[EM] Combing Reweighted range/score voting and PR-STV

Kristofer Munsterhjelm km-elmet at broadpark.no
Tue Aug 18 14:11:41 PDT 2009


Raph Frank wrote:
> This method would provide guaranteed Droop proportionality while still
> have range/score like effects.  It is basically PR-STV for electing
> the candidates but RRV for deciding who to eliminate.
> 
> So,
> 
> 1) Voter casts range/score vote
> 2) Ranked ballot can be inferred
> 3) Run PR-STV as normal until an elimination step is required
> 4) Reweight all the ballots based on current winning set and eliminate
> the lowest rated candidate
> 5) goto 3
> 
> This is slightly different to RRV as it eliminates the lowest
> candidate rather than elects the most popular candidate.

Without reweighting, the method might be more monotone than STV is. 
However, while the Droop proportionality criterion holds for such a 
method (as long as the base method - what is used to find winners - can 
determine if a single candidate is supported by a Droop quota), the 
proportionality beyond the DPC might suffer. Also, if one can generalize 
from apportionment methods, such a method would still be nonmonotonic, 
because in meeting quota, it also has to fail population pair monotonicity.

A possible reweighting-free method could work like this:

1. Construct a social ordering based on Range ballots. Call this 
ordering, X.
2. Count the input ballots, Plurality style
3. If a candidate is supported by more than a Droop quota:
3.1. Elect this candidate.
3.2. Eliminate the candidate from all ballots and from X.
3.3. Go to 2 unless we have the entire council.
4. If no candidate is supported by more than a Droop quota:
4.1. Eliminate the candidate which X ranks last, from all ballots and 
from X.
4.2. Go to 2.

Plurality could be replaced by any method that returns, for each 
candidate, information so that it's possible to determine, using that 
information alone, whether the candidate is part of a minimal Droop set 
or not. A minimal Droop set is one that at least a Droop quota ranks 
ahead of all others, where no such smaller set exists.

(As an aside: the above could also be used in constructing PR methods 
with or without reweighting. For instance, a method like this:
  - Use DAC/DSC explicit set enumeration to find a minimal Droop set.
  - Pick a candidate from this set according to some desirability measure.
  - Eliminate that candidate from all ballots and loop.

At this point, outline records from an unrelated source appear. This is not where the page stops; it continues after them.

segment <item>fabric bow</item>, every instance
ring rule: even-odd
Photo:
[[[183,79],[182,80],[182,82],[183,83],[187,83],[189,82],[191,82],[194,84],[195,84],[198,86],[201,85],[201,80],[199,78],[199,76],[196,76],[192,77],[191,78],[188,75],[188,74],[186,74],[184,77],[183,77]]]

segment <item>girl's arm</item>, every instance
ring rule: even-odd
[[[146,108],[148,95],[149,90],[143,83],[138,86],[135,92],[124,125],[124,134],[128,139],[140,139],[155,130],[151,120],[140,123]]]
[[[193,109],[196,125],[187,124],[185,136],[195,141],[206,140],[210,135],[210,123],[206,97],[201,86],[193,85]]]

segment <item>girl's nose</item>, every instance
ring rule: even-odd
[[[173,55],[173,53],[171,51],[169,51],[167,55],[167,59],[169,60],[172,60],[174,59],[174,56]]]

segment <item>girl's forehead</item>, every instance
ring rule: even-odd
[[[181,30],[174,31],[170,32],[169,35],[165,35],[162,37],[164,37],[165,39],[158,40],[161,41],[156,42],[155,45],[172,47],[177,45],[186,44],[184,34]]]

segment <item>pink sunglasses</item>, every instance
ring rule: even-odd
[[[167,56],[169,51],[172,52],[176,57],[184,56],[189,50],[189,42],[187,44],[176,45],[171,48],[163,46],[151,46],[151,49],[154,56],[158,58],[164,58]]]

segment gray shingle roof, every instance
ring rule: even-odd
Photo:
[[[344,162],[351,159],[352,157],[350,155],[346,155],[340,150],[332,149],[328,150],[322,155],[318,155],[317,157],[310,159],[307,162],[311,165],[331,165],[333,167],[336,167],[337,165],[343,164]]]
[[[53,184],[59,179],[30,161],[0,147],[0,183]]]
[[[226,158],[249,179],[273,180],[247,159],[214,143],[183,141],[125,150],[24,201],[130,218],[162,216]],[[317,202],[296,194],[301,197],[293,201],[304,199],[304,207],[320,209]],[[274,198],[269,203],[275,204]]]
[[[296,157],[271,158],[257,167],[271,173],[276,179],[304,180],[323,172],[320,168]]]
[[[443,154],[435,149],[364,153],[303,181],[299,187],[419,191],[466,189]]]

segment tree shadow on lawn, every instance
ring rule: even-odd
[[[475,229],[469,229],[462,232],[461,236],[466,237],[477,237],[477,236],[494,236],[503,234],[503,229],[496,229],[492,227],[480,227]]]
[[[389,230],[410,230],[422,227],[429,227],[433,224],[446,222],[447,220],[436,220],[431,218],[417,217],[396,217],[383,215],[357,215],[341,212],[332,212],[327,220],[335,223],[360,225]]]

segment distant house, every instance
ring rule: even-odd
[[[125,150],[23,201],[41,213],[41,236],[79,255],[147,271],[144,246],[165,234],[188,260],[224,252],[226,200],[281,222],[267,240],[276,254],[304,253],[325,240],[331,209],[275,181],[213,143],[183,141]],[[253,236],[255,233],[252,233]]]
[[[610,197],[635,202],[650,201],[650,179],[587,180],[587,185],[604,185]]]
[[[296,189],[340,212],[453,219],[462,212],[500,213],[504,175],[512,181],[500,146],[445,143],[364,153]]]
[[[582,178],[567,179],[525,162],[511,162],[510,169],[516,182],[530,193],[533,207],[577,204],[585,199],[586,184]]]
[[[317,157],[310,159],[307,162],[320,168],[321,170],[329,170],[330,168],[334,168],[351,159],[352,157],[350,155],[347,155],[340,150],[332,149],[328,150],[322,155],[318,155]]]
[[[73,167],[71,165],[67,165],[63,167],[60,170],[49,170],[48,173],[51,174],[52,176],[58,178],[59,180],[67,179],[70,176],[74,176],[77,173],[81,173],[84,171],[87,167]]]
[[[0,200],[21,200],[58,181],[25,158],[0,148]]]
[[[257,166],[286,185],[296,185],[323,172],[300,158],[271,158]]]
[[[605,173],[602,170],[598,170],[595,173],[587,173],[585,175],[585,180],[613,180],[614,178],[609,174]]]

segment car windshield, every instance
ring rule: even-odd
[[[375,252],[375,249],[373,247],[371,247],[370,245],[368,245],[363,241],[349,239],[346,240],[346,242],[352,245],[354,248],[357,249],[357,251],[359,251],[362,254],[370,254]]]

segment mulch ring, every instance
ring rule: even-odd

This always works because even if voters vote in a completely 
disorganized fashion, the minimal Droop set will be the set of all 
candidates, at which point the desirability measure kicks in. The only 
ambiguities lie in the desirability measure and how to deal with the 
situation where, say, > 2 Droop quotas prefer one set where > 1 prefer 
another. The DAC/DSC solution would be to intersect minimal "n Droop 
sets" (supported by more than n Droop quotas) down to one, then picking 
from what results, according to whatever desirability measure.